Comme peut en témoigner l’activité de Christian Chassay à Tours, où il distribue notamment Lotus, l’offre VO apparaît comme essentielle avec un stock de pas moins de 170 voitures prêtes au départ. Nous l’avons aussi vu avec le groupe Verbaere, qui a fait de Verbaere Occasion Prestige un maillon essentiel dans son offre haut de gamme. Ce sera bientôt le cas pour Philippe Dugardin, qui va profiter de sa diversification pour lancer une entité spécialisée dans le VO Premium. Elle prendra place, sous peu, dans l’ancien showroom Land-Rover. L’après-vente est un autre aspect important dans la distribution de ces marques atypiques. “Les clients de ces marques sont plus fidèles”, affirme Gabriel Cavallari.

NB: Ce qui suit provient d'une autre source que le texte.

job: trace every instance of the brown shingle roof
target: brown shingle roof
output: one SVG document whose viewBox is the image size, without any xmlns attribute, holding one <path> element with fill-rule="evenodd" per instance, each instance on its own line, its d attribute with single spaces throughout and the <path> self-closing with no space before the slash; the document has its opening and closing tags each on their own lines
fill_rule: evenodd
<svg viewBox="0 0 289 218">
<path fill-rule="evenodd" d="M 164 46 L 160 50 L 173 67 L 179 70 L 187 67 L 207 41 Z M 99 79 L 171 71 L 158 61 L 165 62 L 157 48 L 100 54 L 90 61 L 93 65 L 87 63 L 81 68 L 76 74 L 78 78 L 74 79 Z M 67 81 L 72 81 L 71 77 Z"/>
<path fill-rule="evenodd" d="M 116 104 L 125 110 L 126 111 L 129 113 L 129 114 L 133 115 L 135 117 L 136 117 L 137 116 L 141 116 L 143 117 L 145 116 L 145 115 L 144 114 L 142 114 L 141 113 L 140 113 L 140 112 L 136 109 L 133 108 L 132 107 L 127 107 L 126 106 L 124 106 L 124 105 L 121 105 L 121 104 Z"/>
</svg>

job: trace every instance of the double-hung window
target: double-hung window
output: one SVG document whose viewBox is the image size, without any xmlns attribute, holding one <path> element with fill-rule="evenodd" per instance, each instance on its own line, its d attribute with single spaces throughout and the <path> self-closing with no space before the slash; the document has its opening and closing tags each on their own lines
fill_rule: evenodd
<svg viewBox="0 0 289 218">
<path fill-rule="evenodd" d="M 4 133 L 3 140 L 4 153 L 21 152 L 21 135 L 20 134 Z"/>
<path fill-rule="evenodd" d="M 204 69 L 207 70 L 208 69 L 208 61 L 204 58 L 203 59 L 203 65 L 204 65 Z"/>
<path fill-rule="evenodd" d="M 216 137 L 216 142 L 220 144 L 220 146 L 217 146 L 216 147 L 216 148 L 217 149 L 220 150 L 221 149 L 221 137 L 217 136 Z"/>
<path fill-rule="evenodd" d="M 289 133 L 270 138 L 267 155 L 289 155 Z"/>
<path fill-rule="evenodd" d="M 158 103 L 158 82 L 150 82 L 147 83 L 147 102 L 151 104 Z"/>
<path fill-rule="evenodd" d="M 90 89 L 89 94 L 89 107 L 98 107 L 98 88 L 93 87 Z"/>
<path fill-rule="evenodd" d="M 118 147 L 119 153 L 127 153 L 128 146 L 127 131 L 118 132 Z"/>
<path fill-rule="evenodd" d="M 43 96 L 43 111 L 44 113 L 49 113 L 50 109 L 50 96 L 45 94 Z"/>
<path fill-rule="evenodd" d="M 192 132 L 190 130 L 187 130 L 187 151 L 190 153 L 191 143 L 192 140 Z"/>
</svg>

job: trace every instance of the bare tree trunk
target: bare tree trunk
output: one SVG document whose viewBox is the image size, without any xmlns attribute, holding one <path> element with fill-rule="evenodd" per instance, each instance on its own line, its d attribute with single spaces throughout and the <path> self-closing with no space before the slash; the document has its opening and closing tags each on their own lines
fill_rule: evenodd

Jean-Charles Verbaere va encore plus loin en précisant qu’il y avait deux typologies de clientèle dans cet univers “avec les passionnés purs et durs, qui font eux-mêmes l’entretien et les préparations, puis ceux qui sont extrêmement fidèles, mais qui attendent en retour une large offre de notre part sur les prestations qui vont des préparations aux échappements en passant par les jantes ou encore les réglages châssis”. Même si le business laisse peu de place à la passion en général, celle-ci transpire toutefois dans cet univers mariant un certain luxe et la sportivité. “S’il n’y a pas de passion, ça ne vaut pas le coup !”, conclut Gabriel Cavallari.

Au final, ces marques en devenir ou en reconstruction sont souvent attirantes car le potentiel paraît important. Toutefois, comme dans une pépinière de start-up, toutes n’arrivent pas à éclore. Un pari manqué pour le distributeur monégasque ? Sans doute Fisker car, bien que la marque ne soit pas morte, elle est pour le moins en stand-by. “C’était un vrai pari sur l’avenir, il y avait en plus un vrai intérêt technologique, mais…” Mais les Fisker Karma n’ont pas eu le succès espéré. Gabriel Cavallari reste néanmoins optimiste, il parle de “marque en veille”, mais quoi qu’il arrive il lui reste encore trois modèles en stock. Il fera les comptes de l’aventure Fisker après les avoir vendues.